[Raven]
It's a damn long time since Doom was originally released by Apogee (1992), and one hell of alot has changed since then.
As little as a decade ago, selling your software as shareware, or the more popular PD (Public Domain) ment that while audiences were initially small, you would get a bigger following by word of mouth.
Remember this is when games like Doom sold for $19.99, and most people didn't buy it because it was too expensive. Game Consoles, and the advent of the 'pure' publisher company has changed that.
This unfortunate shift in the mid-90s (about the time Windows 95 appeared), really hit a blow to Shareware/PD developers everywhere. Games development was no longer about making something fun, but making something that could be sold world-wide.
At the same point in time, companies stopped producing the easy languages. Gone were the days when you could buy a computer and it would come with a form of BASIC that allowed you to create your own software that performs as fast as any of the professionals. It was a dawn of the 'C Mod Programmers'... people who would take engines and create thier own new variation.
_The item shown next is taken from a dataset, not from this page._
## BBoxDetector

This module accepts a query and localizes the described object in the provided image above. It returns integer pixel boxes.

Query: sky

The problem isn't, that the industry doesn't take developer like those found here, and at blitz seriously. Nickelodeon has actually published several Blitz3D games over the past few years, including the one currently found on Square CD-Roms for Kellogs. What is to fault here is actually the developers.
On the world-wide scale of games, believe it or not.. your Desktop PC is lowest on the food chain. Right behind the Nintendo GameCube.
This has been the case since, well actually forever. There was a brief stint while the 32bit consoles were appearing, that the PC had it's moment in the sun. On the whole, the market really has always been the smallest on the IBM-Compatible PC.
Only the computers of the 80s really had much popularity, and by today's standards... most shareware developers are reaching about as many people for the same price.
Thing is, £5 now doesn't go quite as far as it did in 1984
(A year when the Mini Cooper was being sold for £450, heh yup that's like half a months pay for most teenagers now)
While it can be said on a big publisher, you get alot more money for developing games... there is a price to pay.
You don't get full control of what is to be developed, sometimes you get no control past little content factors... like colours of a uniform. You don't get to set prices. You have to work to strict deadlines, if you can't make it, then the publisher has the right to work you like a dog until it is.
Believe it or not the unfortunate reward from all of it, is you get to only do development. You don't have to worry about advertising or such.
You would think in a world where the internet is in almost every home in the 'free world', that this would mean that Shareware would reach more people than ever. Funny how you have to spent hundreds, thousands sometimes millions on advertising just for enough people to notice you.
Although Elitist Independant Developers would turn thier nose up at people like those here, for not using C/C++. These same people would snub you for not using OpenGL, and also are often extremely hypocritial as they more often than not use a game engine like Axiom, Ogre3D, Torque, etc..
Yet something you can always depend on, is the fact that professional developers.. often do have great respect for a successful shareware developer, and on occasion they will actually envy the freedom that people have when they are their own boss.
What I'm trying to say is..
Through all of the changes over the past 25years have been immense for the Hobbiest/Shareware Developer, the fact is those are the people that created the fine games industry and have made it the success it is. After all this time, the Public Domain scene is no different than ever. Everyone is still struggling, still trying to be seen, but god love 'em still having a blast in what they're doing.
You might not be published, seen, or even acknowlaged, but honestly.. who cares?